One regular I know has shown up and is around quite often. She likes to get in a quiet place and read, usually non-fiction. I met her at the old library where I noticed that she and another obviously poor writer were typing up a storm on the old typewriters there. Her high-speed typing amazed me, so I struck up a conversation with her and said I sure wished I had known her in the old days when I wrote manuscripts out longhand and paid a typist by the hour to type them up - one typist in Washington edited them as she went along, wherefore my writing improved considerably.

Anyway, I saw her today, reading quietly back in the stacks, so I had to say hello and exchange observations about the new library. I observed there were no typewriters for her to write on, and it would be nice if there were a couple of typewriters in the little study rooms. She said she was writing scripts out by hand now, and that she likes the new library well enough on the balance - it has no typewriters but it is quiet like a library is supposed to be.

I just had to tell her a little story about Nelson Algren, author of Walk on the Wild Side and other books once quite popular for their realism. Nelson drifted around quite a bit during the Depression, hanging out a lot with the poor and homeless, got a job selling phony beauty-parlor discount certificates, I think in New Orleans. He wrote for awhile under the good auspices of the WPA's Federal Writers Project with the likes of Saul Bellow and other impoverished writers. Nelson was a sort of American existentialist when the term was first being coined. Simone Beauvoir liked him and even took leave of Jean Paul Sartre, he significant other, to come over to the States and hang out with him.

Anyway, I told my fast-typing acquaintance how Nelson hitched rides over to El Paso, where he was jailed for vagrancy for awhile. Then he went to Alpine, and found out he could use the typewriters of a teacher's college without being noticed. When he decided to go back to Chicago, he grabbed a typewriter, mailed it to Chicago, and hopped on a freight train. But he was busted for theft before he got out of Texas and was tossed in the jail, where he stewed for a few months while waiting for the circuit judge to come around.
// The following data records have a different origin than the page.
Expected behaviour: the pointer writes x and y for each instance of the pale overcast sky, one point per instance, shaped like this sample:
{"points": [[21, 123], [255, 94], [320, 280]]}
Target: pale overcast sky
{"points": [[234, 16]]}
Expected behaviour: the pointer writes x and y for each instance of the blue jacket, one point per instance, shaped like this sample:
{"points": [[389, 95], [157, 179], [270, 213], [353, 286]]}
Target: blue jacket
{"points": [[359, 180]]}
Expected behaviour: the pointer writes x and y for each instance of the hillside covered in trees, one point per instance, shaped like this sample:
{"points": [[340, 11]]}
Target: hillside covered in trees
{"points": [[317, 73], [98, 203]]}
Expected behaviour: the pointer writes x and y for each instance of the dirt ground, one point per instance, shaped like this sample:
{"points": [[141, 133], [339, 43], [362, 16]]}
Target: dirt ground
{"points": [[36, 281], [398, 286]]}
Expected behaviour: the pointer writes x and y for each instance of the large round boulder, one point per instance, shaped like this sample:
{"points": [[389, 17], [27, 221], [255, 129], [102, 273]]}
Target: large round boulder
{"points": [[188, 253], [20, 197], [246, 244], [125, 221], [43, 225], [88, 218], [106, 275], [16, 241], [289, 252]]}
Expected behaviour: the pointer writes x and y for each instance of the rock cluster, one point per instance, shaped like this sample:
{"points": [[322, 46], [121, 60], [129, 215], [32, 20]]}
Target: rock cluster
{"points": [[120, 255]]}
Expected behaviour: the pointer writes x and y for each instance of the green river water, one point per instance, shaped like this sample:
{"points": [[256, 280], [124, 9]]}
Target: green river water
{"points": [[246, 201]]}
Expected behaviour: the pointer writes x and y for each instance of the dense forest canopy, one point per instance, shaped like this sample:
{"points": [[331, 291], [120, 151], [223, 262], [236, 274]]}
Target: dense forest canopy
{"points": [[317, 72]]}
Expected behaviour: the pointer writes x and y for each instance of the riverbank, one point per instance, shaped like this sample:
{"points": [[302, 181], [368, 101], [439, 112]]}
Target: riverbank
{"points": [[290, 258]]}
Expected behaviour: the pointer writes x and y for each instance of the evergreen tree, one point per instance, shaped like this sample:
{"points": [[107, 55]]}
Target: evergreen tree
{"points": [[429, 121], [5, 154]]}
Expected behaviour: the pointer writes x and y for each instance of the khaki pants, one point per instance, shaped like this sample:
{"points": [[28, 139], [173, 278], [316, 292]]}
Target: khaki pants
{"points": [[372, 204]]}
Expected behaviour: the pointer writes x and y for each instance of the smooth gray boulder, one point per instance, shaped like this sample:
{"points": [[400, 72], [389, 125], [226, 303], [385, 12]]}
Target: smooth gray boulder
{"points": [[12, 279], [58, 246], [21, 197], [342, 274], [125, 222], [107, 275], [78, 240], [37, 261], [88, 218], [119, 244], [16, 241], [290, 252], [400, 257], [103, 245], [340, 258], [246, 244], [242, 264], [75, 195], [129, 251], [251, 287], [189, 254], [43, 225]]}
I don't know the details of the case, so I don't know if Nelson got to keep the typewriter or had to make restitution, but the judge set him loose and he high-tailed it back to Chicago. That experience provided him grist for his mill, not only for Walk on the Wild Side, but for Somebody in Boots, and, I think, for Neon Wilderness.

She thought that was a pretty funny writer's story. Me too. That's why I remembered it all these years. Maybe the library will get out those old typewriters for her if they were not auctioned off at the old place.

As for me, my number one writer, I write on computers. The library has free WIFI, I think its called, for rich people who can afford laptops. It is some kind of "hot spot" radio thingie where you can get onto the Internet with your laptop. Otherwise poor writers have to use the library computers and are limited to 90 minutes a day - I wrote just wrote this in fifteen minutes, but it is not so hot.

I sure wish I had taken that laptop a friend of mine wanted to get for me. I refused it, though, because she is not rich. I don't mind taking expensive gifts from rich people.

I don't know what is wrong with me, but I just cannot steal even when I know I can get away with it. I am responsible, for instance, for returning almost a half-million dollars of overpayments from the government, and I returned even more to private companies over the years. Even if I were a thief, how can one steal the Internet? I don't know.

But forget me, this is about poor and homeless regulars, including writers who write books at the Kansas City Public Library. I'm sure they will come back and feel welcome and secure now that the predators and nuisances are gone.